Search code examples
pythonpandasdataframeseriesboolean-indexing

Using df.loc[] vs df[] shorthand with boolean masks, pandas


Both df[booleanMask] and df.loc[booleanMask] are working for me but I don't understand why. The shorthand df[] without using .loc I thought applied to the column whereas I am trying to apply to the row, so I thought I needed to use .loc

Here is the specific code:

# Boolean operators
# All the games where a team scored at least 4 goals and won to nil
hw_4_0 = (pl23['FTHG'] >= 4) & (pl23['FTAG'] == 0)
aw_0_4 = (pl23['FTHG'] == 0) & (pl23['FTAG'] >= 4)
pl23.loc[aw_0_4 | hw_4_0]

For example, pl23.loc[aw_0_4 | hw_4_0, :] also works, but pl23.loc[:, aw_0_4 | hw_4_0] doesn't. I thought that df[boolean mask] was short hand for the latter (as with indexing), so why does it work in this instance?

Used pl23.loc[aw_0_4 | hw_4_0] which returned the data frame the query was designed for, whereas I was expecting IndexingError: Unalignable boolean Series provided as indexer (index of the boolean Series and of the indexed object do not match).


Solution

  • df[…] vs df.loc[…] applies on columns vs index, when you use labels.
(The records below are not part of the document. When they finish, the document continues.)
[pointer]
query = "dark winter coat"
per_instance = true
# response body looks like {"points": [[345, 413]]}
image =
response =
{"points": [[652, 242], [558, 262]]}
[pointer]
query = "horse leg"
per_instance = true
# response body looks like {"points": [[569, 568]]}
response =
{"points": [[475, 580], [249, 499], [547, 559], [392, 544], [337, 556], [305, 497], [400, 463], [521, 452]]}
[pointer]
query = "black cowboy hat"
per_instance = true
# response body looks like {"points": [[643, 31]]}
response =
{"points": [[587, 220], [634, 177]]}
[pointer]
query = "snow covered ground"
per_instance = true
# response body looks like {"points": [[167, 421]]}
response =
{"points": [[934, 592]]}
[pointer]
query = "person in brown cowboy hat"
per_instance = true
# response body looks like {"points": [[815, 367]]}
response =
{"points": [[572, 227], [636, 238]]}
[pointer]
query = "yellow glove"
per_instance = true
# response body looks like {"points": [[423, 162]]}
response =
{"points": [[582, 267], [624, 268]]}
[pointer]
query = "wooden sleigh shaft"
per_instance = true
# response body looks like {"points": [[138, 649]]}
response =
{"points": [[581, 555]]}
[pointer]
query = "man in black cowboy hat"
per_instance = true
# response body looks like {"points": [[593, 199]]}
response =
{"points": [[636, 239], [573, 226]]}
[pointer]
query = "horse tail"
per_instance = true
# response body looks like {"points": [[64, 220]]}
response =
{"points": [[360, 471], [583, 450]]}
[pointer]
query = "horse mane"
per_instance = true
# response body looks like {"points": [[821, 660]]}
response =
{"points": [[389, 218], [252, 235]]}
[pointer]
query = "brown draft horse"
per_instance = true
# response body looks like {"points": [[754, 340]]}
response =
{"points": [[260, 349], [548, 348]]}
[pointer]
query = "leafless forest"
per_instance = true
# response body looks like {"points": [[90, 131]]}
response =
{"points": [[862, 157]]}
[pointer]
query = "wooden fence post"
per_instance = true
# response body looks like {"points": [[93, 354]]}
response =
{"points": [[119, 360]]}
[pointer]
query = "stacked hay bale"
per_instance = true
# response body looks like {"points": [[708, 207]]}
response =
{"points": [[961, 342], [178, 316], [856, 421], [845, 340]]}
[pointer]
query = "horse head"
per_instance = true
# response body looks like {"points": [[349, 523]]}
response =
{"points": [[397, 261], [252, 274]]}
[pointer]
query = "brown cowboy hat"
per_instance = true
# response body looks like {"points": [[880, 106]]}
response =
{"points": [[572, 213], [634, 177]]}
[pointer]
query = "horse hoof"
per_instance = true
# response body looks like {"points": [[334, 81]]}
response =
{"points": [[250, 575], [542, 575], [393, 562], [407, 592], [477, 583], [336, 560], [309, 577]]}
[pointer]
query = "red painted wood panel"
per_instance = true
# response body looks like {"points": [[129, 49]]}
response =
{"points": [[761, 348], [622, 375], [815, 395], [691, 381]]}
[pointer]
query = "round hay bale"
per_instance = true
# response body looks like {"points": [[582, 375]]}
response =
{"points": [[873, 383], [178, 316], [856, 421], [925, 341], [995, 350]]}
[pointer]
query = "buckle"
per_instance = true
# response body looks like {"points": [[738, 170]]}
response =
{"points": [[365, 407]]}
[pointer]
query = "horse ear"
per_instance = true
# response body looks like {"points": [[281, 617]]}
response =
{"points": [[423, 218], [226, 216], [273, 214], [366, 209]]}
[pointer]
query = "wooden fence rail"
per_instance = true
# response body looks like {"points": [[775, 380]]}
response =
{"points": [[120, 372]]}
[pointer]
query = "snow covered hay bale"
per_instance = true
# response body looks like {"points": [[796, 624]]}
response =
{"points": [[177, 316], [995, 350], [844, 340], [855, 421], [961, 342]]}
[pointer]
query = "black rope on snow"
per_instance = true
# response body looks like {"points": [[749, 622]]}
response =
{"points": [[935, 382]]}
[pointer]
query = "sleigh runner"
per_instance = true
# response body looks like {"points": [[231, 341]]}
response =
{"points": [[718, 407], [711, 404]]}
    If you pass a boolean Series (or other iterable) for boolean indexing, then they both act on the index level. To perform boolean indexing on columns, you need df.loc[:, …]

    Example:

    df = pd.DataFrame({'col1': [1, 2, 3], 'col2': [4, 5, 6]})
    
    # select "col1" in the columns
    df['col1']
    
    # select "0" in the index
    df.loc[0]
    
    
    # boolean indexing on the index
    df[df['col1'].ge(2)]
    # or
    df.loc[df['col1'].ge(2)]
    # or
    df[[False, True, True]]
    # or
    df.loc[[False, True, True]]
    
    
    # boolean indexing on the columns
    df.loc[:, df.loc[0].ge(2)]
    # or
    df.loc[:, [False, True]]